BS–BS spacer length affects transcriptional output periodically. (A) Activities of minCMV reporters in MCF7 cells (TP53-KO, TP53-WT and TP53-WT + Nutlin-3a) as a function of BS–BS spacer length, with four identical BSs as indicated. Activities are averaged across the three BS–BS spacer sequences. (B) Reporter activities (only BS014) per BS–BS spacer length, separately for the three BS–BS spacer sequences and the two core promoters. (C) Data shown in (B) for A549 and U2OS cells (average across BS–BS spacer sequence and core promoter). Data points in (A)-(C) were fitted using LOESS smoothing with a 95% confidence interval. (D) Model of adjacent TP53 tetramers on DNA at BS–BS spacer lengths of 5 bp (upper panel) or 11 bp (lower panel). The triangles indicate TP53 monomers.

Figure 4.

Effects of core promoter and BS–BS spacer sequences. (A) Activities of reporters with scrambled BSs per core promoter. Basal reporter activities are displayed and are not normalised per core promoter like in all other figure panels. (B) Reporter activities of all TP53 reporters per core promoter in MCF7, A549 and U2OS cells treated with vehicle or Nutlin-3a. (C) Reporter activities of all TP53 reporters per BS–BS spacer sequence and core promoter in MCF7, A549 and U2OS cells treated with vehicle or Nutlin-3a. (D) Correlation of the reporter activities between the two minimal promoters per BS–BS spacer sequence in MCF7 cells. Solid line indicates proportional relationship with slope 1, dotted line indicates the proportional relationship with the slope of the mean fold-change of minCMV over minP reporters. Data points are fitted using linear regression with a 95% confidence interval, as indicated by the grey shaded dotted line. (E) Same as (D) but only for reporters with a constant spacer sequence between the BSs. Groups in (A), (B) and (C) were compared using Wilcoxon rank sum test, significance levels: ***P < 0.001, **P < 0.01, *P < 0.05, ns: P ≥ 0.05.

Figure 5.

Log-linear model captures importance of design features. (A–C) Log-linear modelling to estimate relative contributions of BS spacing, BS–BS spacer sequences and core promoter choice. (A) Equation of the log-linear model used to fit the reporter activities. Reporter activities were averaged across the three probed cell types. (B) Explanation of the transformation of BS–BS spacer length (bp) to the helical position score. (C) Right-side plots: scatter plots of measured reporter activities compared to reporter activities as predicted by the log-linear model. Adjusted R² is calculated from R² by adjusting for the total number of model features.

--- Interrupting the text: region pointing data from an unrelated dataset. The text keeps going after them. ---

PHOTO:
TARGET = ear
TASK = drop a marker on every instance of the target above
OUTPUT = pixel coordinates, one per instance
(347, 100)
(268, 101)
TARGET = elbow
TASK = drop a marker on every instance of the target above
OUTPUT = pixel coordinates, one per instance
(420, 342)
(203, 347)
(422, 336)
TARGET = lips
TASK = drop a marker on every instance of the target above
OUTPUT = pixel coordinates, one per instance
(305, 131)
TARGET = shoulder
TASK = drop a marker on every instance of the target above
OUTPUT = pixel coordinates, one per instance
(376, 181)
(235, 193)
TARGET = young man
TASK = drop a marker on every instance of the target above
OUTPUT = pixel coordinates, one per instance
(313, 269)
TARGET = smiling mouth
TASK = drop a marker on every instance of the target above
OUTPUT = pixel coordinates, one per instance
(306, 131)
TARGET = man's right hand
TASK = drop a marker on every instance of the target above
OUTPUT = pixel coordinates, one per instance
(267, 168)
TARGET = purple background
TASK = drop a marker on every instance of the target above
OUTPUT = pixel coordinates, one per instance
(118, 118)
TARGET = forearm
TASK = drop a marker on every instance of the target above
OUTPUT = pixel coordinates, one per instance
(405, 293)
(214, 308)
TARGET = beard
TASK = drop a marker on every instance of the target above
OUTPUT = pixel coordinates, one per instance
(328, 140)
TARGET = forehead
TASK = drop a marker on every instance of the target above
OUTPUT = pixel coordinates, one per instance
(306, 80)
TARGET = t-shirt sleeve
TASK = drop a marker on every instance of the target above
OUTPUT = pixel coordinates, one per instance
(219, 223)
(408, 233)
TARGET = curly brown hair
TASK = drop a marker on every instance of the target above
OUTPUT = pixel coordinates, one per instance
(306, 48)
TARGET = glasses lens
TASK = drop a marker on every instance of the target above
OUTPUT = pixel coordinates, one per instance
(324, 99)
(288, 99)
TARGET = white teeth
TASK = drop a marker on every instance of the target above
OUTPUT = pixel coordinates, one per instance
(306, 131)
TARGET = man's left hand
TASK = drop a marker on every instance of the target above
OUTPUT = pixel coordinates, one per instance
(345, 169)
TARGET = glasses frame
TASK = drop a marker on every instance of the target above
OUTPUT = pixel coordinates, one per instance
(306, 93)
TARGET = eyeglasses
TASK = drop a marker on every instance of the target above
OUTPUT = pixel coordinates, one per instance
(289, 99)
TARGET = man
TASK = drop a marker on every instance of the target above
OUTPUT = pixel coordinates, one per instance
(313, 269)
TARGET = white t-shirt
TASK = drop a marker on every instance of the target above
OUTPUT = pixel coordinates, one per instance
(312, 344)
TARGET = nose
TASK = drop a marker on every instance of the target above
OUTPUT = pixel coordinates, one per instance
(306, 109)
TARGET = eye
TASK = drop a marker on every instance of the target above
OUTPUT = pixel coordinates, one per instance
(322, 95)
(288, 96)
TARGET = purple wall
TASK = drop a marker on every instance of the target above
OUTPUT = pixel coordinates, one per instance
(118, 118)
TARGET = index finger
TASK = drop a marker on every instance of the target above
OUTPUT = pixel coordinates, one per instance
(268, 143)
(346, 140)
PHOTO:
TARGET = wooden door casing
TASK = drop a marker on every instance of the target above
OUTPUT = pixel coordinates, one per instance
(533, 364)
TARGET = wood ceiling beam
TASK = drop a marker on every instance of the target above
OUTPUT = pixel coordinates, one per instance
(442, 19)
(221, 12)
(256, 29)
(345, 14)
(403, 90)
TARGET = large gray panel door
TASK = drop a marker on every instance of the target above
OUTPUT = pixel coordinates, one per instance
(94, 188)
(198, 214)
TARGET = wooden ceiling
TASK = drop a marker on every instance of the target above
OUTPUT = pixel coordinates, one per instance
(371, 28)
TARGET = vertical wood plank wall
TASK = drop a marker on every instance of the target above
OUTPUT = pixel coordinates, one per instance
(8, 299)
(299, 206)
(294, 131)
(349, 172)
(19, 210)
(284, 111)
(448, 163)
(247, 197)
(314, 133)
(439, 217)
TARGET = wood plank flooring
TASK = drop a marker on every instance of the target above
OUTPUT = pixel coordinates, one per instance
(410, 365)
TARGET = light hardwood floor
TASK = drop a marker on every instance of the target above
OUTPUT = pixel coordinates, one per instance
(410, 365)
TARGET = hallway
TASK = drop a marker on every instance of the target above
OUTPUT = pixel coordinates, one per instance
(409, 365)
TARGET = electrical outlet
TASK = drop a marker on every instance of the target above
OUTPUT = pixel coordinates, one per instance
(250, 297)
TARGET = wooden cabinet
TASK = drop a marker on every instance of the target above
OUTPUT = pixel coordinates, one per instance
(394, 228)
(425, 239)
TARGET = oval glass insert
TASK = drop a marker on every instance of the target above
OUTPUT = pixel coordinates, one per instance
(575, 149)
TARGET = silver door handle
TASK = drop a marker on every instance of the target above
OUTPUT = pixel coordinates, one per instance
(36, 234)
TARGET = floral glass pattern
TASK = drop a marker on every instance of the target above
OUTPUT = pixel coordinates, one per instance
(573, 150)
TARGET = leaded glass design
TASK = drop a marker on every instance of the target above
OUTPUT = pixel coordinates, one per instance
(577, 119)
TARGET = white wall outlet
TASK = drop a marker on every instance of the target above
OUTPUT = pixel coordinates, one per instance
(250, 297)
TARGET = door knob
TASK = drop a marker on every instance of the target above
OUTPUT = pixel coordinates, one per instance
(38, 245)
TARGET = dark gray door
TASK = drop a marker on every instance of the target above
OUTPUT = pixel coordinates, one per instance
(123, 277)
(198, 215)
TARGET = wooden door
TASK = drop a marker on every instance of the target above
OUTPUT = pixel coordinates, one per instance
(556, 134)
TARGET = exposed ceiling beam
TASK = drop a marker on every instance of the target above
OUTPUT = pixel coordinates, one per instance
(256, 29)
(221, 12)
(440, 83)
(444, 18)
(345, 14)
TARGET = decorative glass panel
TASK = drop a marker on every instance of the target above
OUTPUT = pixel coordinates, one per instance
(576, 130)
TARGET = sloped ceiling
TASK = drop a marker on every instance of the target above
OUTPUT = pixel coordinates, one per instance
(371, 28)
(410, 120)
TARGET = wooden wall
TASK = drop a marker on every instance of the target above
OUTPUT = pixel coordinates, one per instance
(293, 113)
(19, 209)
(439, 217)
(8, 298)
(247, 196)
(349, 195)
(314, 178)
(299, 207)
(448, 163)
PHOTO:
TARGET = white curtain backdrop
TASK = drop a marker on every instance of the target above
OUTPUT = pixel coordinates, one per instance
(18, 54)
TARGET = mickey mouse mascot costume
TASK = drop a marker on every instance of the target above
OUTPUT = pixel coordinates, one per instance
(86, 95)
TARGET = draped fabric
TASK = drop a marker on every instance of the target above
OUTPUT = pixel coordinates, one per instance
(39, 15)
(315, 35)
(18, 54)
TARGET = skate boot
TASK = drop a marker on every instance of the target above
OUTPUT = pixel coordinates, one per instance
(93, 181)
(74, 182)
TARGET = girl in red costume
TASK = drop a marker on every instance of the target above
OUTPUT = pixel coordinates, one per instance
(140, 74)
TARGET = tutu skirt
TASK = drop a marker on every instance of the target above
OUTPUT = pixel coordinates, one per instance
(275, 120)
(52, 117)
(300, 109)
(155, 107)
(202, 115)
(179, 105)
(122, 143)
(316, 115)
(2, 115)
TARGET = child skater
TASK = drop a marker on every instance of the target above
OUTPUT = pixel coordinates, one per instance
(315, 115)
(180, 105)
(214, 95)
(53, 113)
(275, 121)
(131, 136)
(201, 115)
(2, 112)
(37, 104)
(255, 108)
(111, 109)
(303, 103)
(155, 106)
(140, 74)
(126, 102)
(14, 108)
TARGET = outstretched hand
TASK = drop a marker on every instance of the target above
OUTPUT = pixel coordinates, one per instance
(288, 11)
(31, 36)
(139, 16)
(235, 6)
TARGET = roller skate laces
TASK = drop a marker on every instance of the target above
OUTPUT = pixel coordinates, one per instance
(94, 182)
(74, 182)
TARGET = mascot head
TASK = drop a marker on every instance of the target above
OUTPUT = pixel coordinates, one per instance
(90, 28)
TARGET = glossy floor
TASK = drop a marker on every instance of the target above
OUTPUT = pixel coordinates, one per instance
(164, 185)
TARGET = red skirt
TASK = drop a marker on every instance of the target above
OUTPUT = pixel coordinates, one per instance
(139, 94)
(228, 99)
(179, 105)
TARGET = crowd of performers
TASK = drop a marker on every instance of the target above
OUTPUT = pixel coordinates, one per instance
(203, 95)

Left-side plots: weights calculated by the log-linear model. Asterisks indicate P-values of the individual features, significance levels: ***P < 0.001, **P < 0.01, *P < 0.05, ns: P ≥ 0.05.

Figure 6.

Identifying reporters with high TP53 activity and sensitivity. (A) Scatter plot showing the differences in reporter activity in TP53-WT versus TP53-WT stimulated with Nutlin-3a. Displayed is the mean effect across the three tested cell types. Benchmark reporters are indicated in red. The two sets of identified TP53-sensitive reporters are denoted as A1–A3 and B1–B3. (B) Reporter activities of the three set A (light green) and three set B (dark green) reporters versus the six benchmark reporters (red) in the different conditions. Displayed is the mean and standard deviation across the reporters. P-values were calculated using two-tailed paired Student's t-test: significance levels: ***P < 0.001, **P < 0.01, *P < 0.05. (C) Schematic representation of the design of the set A and set B reporters.